Moderate-risk operations: code generation, document drafting, data analysis
Time-sensitive workflows: where waiting for approval would negate the value
Experienced operators: humans who understand the domain and can spot problems quickly
Iterative development: testing agent behavior before moving to less oversight

Implementation: Streaming with Kill Switch

import asyncio
from dataclasses import dataclass


@dataclass
class MonitorState:
    """Shared state for human monitoring."""
    should_abort: bool = False
    abort_reason: str = ""
    step_log: list = None

    def __post_init__(self):
        self.step_log = []

    def abort(self, reason: str):
        self.should_abort = True
        self.abort_reason = reason


async def run_agent_with_monitoring(
    query: str,
    tools: dict,
    monitor: MonitorState,
    max_steps: int = 10,
) -> str:
    """Agent loop that checks for human intervention at each step."""
    messages = [
        {"role": "system", "content": "You are a helpful assistant."},
        {"role": "user", "content": query},
    ]

    for step in range(max_steps):
        # Check for human abort before each step
        if monitor.should_abort:
            return f"Aborted by human at step {step}: {monitor.abort_reason}"

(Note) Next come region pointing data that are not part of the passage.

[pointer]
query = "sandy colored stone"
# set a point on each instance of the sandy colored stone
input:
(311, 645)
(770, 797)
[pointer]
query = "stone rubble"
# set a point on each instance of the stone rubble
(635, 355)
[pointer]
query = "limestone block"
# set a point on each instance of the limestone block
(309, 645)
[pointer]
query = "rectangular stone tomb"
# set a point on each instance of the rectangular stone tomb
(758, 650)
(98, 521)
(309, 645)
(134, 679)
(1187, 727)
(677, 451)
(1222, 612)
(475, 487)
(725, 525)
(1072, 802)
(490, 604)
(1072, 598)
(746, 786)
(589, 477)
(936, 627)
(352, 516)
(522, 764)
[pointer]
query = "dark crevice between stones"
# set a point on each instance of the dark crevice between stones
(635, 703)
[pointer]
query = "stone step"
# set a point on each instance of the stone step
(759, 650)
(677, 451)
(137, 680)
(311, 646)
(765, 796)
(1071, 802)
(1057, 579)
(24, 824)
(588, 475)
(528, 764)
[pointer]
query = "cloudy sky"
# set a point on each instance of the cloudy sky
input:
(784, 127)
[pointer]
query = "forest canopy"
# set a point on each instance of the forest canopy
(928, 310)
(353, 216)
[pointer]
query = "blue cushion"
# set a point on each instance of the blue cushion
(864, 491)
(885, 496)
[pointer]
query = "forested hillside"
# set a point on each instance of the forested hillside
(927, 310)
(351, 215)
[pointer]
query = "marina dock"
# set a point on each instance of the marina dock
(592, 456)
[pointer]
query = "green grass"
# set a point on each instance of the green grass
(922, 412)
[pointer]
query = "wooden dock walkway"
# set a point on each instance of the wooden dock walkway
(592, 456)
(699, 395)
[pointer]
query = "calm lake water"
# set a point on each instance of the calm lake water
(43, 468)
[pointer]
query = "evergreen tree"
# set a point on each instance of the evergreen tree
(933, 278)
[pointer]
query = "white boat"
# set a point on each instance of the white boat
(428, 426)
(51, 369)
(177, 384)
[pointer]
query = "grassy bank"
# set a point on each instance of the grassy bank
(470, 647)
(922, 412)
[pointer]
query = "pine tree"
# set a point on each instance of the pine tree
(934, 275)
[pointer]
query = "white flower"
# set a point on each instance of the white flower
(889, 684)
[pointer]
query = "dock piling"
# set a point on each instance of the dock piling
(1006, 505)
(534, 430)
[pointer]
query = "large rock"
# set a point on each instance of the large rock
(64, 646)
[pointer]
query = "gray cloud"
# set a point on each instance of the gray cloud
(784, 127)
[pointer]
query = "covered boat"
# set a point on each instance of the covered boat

        response = await call_llm_async(messages, tools)
        messages.append(response)

        # Log the step for monitoring
        monitor.step_log.append({
            "step": step,
            "type": "llm_response",
            "content": response.content,
            "tool_calls": [tc.function.name for tc in (response.tool_calls or [])],
        })

        if not response.tool_calls:
            return response.content

        for tool_call in response.tool_calls:
            # Check abort before each tool execution
            if monitor.should_abort:
                return f"Aborted before executing {tool_call.function.name}: {monitor.abort_reason}"

            # Log proposed action
            monitor.step_log.append({
                "step": step,
                "type": "tool_call",
                "tool": tool_call.function.name,
                "args": tool_call.function.arguments,
            })

            # Small delay to give monitor a chance to intervene
            await asyncio.sleep(0.5)

            if monitor.should_abort:
                return f"Aborted: {monitor.abort_reason}"

            # Execute the tool
            result = tools[tool_call.function.name](**json.loads(tool_call.function.arguments))
            messages.append({
                "role": "tool",
                "tool_call_id": tool_call.id,
                "content": str(result),
            })

    return "Reached maximum steps."


# Usage: run agent and monitor concurrently
async def main():
    monitor = MonitorState()

    # Start the agent (non-blocking)
    agent_task = asyncio.create_task(
        run_agent_with_monitoring("Analyze the sales data", tools, monitor)
    )

    # Monitoring loop (could be a web UI, CLI, or API)
    while not agent_task.done():
        await asyncio.sleep(1)
        if monitor.step_log:
            latest = monitor.step_log[-1]
            print(f"[Monitor] Step {latest['step']}: {latest['type']} — {latest.get('tool', latest.get('content', '')[:80])}")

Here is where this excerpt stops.